Only a few drugs have been used in humans with CJD.  Most are antiviral compounds used at time when the disease was thought most likely to be caused by an ‘unconventional virus’ , and a few were tried because they had been shown to prolong incubation periods in experimental animals (HPA-23 and amphotericin B).  Early reports of successes with amantadine, vidarabine, and acyclovir were followed by disappointment when further patients showed no improvement, and the other antiviral drugs used in early studies of just one or two patients were similarly unsuccessful.  The recently announced human trial of quincacrine does not, on the basis of animal experiments, appear any more promising than these earlier attempts to treat CJD.


Strategies for prevention

If a source of infection is environmental, it can be avoided and eliminated, but this always happens after the fact, and because the incubation period is so long, many people will have already become infected before the source is identified.  One pre-emptive approach depends on progress in the field of genetic engineering.  In mice, the gene that codes for the normal precursor of PrP appears to be redundant, and if made dysfunctional protects the mice from experimental infection with scrapie.  If the human gene is similarly redundant, it should be possible to ablate or otherwise neutralize it and in consequence protect humans against CJD.  This strategy would have obvious application to familial CJD, and would presumably work as well in all other forms of disease (although it may be objected that its universal application would be impractical as a preventive measure for a disease as rare as sporadic CJD).

Another possible approach would be the continuous prophylactic administration of one or more of the drugs that have been shown to prolong the incubation period in animal models.  Because almost all such drugs are effective only at or very close to the time of infection, this approach would not be applicable to individuals whose infection had occurred in the past (e.g., human growth hormone or BSE infections), but might be useful for very recent suspected exposures to tissue grafts or surgical instruments when the likelihood of potential contamination is quickly discovered.  Long-term prophylactic drug administration might also be considered in mutation-positive members of TSE families.

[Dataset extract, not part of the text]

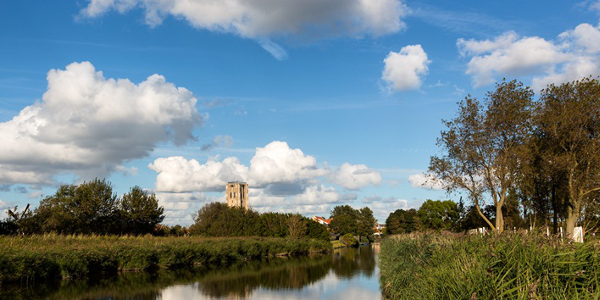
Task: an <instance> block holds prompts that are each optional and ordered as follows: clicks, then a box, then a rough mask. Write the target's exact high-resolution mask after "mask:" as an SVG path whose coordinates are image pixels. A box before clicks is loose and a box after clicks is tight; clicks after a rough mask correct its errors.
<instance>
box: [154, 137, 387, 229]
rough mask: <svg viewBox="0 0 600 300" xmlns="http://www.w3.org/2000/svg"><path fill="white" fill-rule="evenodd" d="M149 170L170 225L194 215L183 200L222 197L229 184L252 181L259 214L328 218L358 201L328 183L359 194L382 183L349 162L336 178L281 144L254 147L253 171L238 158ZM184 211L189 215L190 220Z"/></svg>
mask: <svg viewBox="0 0 600 300" xmlns="http://www.w3.org/2000/svg"><path fill="white" fill-rule="evenodd" d="M148 167H149V168H150V169H152V170H154V171H156V172H157V173H158V175H157V177H156V190H157V191H158V192H159V195H160V197H161V199H163V200H161V201H164V206H165V209H167V208H168V209H169V210H171V211H172V212H169V216H172V217H170V218H171V219H170V222H171V221H173V220H176V219H177V218H179V216H180V215H181V216H183V217H185V216H187V215H190V214H192V213H193V212H194V211H193V210H192V208H191V207H192V206H190V203H194V202H193V201H183V200H181V198H182V197H183V198H185V197H189V195H190V194H191V193H203V192H222V191H223V190H224V189H225V185H226V183H227V182H228V181H246V182H248V184H249V188H250V189H249V194H248V200H249V204H250V206H251V207H252V208H254V209H256V210H257V211H259V212H265V211H278V212H286V213H287V212H291V213H297V212H298V213H301V214H313V213H314V214H316V213H318V214H328V213H329V211H330V210H331V208H332V205H334V204H335V203H341V202H345V203H346V202H352V201H354V200H356V195H355V194H353V193H340V192H339V191H338V190H337V189H336V188H334V187H328V186H325V185H323V183H322V181H323V180H324V179H329V180H330V181H331V180H332V178H334V179H335V181H337V182H339V183H338V184H339V185H340V186H344V187H346V188H347V189H359V188H361V187H364V186H367V185H369V184H379V182H380V181H381V175H380V174H379V172H376V171H373V170H371V169H369V168H368V167H367V166H365V165H351V164H347V163H346V164H343V165H342V166H341V167H340V168H339V169H337V172H336V173H334V174H332V173H331V171H330V170H328V169H326V168H322V167H319V166H318V165H317V160H316V159H315V158H314V157H312V156H310V155H306V154H304V153H303V152H302V150H300V149H292V148H290V147H289V145H288V144H287V143H285V142H280V141H274V142H271V143H269V144H267V145H266V146H265V147H262V148H261V147H258V148H256V152H255V155H254V157H252V159H251V160H250V166H249V167H247V166H245V165H243V164H241V163H240V161H239V160H238V159H237V158H236V157H228V158H225V159H223V160H221V161H219V160H218V158H217V157H214V158H209V159H208V160H207V162H206V163H204V164H201V163H199V162H198V161H197V160H195V159H190V160H187V159H185V158H183V157H181V156H173V157H167V158H158V159H156V160H155V161H154V162H153V163H151V164H150V165H149V166H148ZM169 199H175V200H169ZM178 199H179V200H178ZM213 200H214V199H213ZM221 201H223V199H221ZM161 203H163V202H161ZM193 209H195V210H197V209H198V208H193ZM183 211H187V212H188V213H187V215H186V214H183V213H182V212H183ZM182 220H183V219H182ZM186 220H187V219H186ZM173 222H174V221H173Z"/></svg>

The ideal preventive strategy would be the development and use of a vaccine, but because PrP is a misshapen rather than chemically different form of a normal body protein, the immune system does not recognize it as ‘foreign’, and so would not be expected to produce antibodies to vaccines made with the protein.  However, antibodies against short amino acid sequences of PrP have recently been reported to cure infected tissue culture cells, and mice immunized with very small amino acid fragments develop antibodies that react only with the abnormal form of the protein.  Very recently, by means of some unusually clever genetic engineering, a healthy transgenic mouse has been created that produces antibodies to its own PrP precursor, and totally resists an infectious challenge with scrapie.  The method is far too complicated to envisage its use in humans, but nevertheless proves the point that with appropriate genetic manipulations, an effective vaccine against PrP need not result in a generalized autoimmune reaction.  There is a vast gap between work in tissue cultures or mice and work in humans, but these discoveries open doors to the possibility of creating a practical and potent vaccine against the TSE disease agents.

Legend for figure.  Prolongation of the incubation period of experimental scrapie in rodents as a function of the interval between the start of treatment and the time of infection.   Drugs shown: Dextran sulfate 500 (red triangles), HPA-23 (blue circles), and amphotericin B (green squares).  No drug had any benefit when used in already symptomatic animals.